Why choose to research sickle-cell disease?
It has hardly been recognised from a public health perspective, but the burden of sickle cell is becoming increasingly visible. In Tanzania, about 8,000 to 11,000 children are born every year with sickle-cell disease and the majority don’t know they have it, so up to 90 per cent are not likely to survive into adulthood. In 2010, it was 100 years since it was discovered and there’s only one drug licensed for use.
When did you decide to become a doctor?
Quite early. My mum’s a nurse, but also I come from an area where sickle-cell disease is very prevalent. I have cousins who have been affected; of five of them, three died from the disease. I actually first spent three years working on malaria. My father said: “You should have started on sickle-cell disease earlier . . .” Not that it would have made much of a difference.
Carriers of the sickle-cell gene [who carry a single copy; sufferers have two] have a natural resistance to malaria. There’s a horrible irony to this, isn’t there – that you can be healthier and yet pass on a disease to your children?
You can perceive Africa as a kind of basket case or a place that should be pitied. But I’d like to look at the prevalence of sickle-cell disease as an advantage – this is an opportunity where we can learn about malaria and genetic disorders.

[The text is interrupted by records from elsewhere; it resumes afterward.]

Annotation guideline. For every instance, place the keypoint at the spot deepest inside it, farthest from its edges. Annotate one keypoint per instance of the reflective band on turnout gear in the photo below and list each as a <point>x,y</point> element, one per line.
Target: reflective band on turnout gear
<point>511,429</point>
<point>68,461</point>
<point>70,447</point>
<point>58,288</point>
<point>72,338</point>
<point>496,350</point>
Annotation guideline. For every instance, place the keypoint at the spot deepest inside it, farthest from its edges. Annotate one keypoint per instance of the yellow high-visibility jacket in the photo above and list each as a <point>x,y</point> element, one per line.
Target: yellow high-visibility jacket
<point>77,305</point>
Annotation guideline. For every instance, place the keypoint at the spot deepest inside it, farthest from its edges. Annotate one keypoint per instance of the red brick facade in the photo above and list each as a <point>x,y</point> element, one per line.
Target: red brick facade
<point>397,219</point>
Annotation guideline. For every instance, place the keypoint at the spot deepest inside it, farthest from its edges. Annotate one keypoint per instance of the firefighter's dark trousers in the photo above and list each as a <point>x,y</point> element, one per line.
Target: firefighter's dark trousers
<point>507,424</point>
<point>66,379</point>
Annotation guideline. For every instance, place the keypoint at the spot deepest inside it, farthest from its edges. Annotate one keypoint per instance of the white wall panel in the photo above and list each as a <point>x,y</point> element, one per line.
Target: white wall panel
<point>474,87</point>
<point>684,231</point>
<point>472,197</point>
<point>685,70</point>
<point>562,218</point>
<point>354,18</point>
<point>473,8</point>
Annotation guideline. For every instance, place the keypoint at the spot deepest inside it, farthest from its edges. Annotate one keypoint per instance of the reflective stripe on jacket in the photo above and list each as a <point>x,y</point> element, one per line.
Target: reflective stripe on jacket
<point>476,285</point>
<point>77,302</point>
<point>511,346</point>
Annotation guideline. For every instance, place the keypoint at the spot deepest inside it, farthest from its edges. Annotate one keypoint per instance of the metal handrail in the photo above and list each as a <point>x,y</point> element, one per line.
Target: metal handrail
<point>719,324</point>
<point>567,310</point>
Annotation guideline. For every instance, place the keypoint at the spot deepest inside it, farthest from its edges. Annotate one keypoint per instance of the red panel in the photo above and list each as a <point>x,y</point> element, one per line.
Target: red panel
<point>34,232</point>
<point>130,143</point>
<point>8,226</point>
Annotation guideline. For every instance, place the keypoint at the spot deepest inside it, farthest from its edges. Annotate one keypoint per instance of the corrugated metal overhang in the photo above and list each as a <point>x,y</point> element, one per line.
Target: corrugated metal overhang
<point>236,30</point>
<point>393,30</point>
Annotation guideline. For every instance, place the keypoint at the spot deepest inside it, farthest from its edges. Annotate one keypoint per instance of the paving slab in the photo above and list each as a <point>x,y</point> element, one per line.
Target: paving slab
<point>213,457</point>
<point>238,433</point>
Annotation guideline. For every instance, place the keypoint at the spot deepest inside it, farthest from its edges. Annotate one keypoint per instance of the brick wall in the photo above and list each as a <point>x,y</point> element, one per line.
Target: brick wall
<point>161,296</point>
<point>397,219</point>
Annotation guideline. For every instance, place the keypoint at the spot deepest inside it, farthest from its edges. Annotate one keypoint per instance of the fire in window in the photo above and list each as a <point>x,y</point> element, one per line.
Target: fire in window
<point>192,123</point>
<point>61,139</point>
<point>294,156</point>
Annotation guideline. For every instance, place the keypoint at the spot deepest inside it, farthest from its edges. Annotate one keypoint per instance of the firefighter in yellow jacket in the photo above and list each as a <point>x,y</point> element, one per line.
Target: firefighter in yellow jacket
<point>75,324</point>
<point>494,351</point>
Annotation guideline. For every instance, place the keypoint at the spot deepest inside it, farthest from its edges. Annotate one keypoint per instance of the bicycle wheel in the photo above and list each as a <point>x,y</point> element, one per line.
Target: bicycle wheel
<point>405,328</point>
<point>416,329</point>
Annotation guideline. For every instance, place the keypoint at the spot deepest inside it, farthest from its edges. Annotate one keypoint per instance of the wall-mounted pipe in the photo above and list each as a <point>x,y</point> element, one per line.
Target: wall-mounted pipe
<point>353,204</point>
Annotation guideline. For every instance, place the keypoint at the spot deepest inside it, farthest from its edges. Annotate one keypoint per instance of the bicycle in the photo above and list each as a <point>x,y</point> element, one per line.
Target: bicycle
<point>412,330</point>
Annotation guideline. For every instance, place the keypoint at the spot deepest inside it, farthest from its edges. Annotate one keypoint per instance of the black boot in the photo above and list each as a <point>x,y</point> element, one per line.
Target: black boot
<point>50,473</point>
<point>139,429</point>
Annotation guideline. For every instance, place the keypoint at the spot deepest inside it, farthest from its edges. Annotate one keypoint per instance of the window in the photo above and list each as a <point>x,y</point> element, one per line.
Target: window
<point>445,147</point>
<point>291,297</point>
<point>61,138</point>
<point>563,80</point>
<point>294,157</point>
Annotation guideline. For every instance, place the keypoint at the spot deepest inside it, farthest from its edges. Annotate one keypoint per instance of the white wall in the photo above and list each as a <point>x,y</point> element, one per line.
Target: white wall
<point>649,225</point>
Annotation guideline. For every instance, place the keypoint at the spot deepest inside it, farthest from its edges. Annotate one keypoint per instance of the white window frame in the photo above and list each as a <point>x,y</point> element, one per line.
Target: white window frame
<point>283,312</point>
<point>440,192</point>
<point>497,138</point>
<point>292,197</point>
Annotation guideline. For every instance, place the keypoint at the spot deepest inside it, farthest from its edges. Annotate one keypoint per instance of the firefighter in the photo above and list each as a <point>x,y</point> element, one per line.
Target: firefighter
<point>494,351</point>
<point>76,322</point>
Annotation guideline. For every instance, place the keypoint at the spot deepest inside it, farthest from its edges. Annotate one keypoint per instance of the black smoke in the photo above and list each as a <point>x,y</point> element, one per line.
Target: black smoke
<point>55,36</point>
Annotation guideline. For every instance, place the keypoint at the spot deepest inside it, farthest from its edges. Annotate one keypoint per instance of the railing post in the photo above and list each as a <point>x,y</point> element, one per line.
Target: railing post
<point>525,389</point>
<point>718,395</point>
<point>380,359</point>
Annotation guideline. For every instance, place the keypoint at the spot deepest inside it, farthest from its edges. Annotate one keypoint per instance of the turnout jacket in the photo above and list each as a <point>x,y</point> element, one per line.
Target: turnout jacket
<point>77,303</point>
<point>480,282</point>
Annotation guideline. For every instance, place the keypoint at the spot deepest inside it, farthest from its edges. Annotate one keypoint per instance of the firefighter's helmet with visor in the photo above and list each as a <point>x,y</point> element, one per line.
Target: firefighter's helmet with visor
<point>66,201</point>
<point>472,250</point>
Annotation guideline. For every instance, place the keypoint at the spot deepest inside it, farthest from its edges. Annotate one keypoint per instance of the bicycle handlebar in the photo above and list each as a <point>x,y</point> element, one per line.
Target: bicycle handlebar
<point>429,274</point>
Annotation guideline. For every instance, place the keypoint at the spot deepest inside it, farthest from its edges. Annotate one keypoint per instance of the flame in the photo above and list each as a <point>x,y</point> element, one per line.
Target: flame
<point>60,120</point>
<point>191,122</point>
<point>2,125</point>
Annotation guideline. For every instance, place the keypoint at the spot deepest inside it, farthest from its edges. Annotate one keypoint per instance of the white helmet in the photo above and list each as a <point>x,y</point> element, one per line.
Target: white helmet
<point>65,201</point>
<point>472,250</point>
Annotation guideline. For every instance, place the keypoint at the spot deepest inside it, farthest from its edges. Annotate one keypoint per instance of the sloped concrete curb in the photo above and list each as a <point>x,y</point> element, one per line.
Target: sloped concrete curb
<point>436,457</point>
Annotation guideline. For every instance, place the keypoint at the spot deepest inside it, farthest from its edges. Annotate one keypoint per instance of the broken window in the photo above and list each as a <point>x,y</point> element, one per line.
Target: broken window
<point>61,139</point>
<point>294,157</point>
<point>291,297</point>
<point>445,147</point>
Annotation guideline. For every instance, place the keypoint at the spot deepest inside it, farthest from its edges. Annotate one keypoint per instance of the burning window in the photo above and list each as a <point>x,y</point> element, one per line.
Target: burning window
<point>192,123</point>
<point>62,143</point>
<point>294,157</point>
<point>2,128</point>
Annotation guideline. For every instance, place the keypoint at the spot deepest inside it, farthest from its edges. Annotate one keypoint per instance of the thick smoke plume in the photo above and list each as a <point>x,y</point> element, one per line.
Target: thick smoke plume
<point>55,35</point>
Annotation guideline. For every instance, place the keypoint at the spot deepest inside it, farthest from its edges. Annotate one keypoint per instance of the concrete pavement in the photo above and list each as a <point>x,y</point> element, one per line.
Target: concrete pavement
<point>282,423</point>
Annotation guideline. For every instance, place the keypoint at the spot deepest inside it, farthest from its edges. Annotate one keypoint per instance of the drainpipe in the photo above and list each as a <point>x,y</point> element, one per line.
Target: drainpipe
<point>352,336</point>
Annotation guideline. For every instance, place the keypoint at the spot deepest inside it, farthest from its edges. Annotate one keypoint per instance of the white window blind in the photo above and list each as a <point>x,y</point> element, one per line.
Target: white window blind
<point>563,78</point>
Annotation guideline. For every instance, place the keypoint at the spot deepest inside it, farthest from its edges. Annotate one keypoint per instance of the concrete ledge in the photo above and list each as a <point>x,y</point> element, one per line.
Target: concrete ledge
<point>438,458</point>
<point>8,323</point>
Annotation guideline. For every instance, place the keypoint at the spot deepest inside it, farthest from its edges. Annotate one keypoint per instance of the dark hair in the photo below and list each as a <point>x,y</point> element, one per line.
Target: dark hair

That’s how I try to look at it. Because it can be overwhelming, when you’re dealing with all the patients, with very few resources.
In your line of work do you need a certain type of personality?
Absolutely. Because you are questioning facts you need lots of perseverance, to be tough. And you definitely need to be optimistic.
The pharmaceutical company Pfizer earned revenue of $68bn in 2010. Do these companies invest enough in African scientists?
No, that’s the tragedy. There is almost minimal investment in research and development in not only Africa, but many third world countries. You need the industry to invest in science, as well as governments and philanthropy. If it hadn’t been for the Wellcome Trust having this long-term approach to science funding, it would have been very difficult for us to do what we have been able to do.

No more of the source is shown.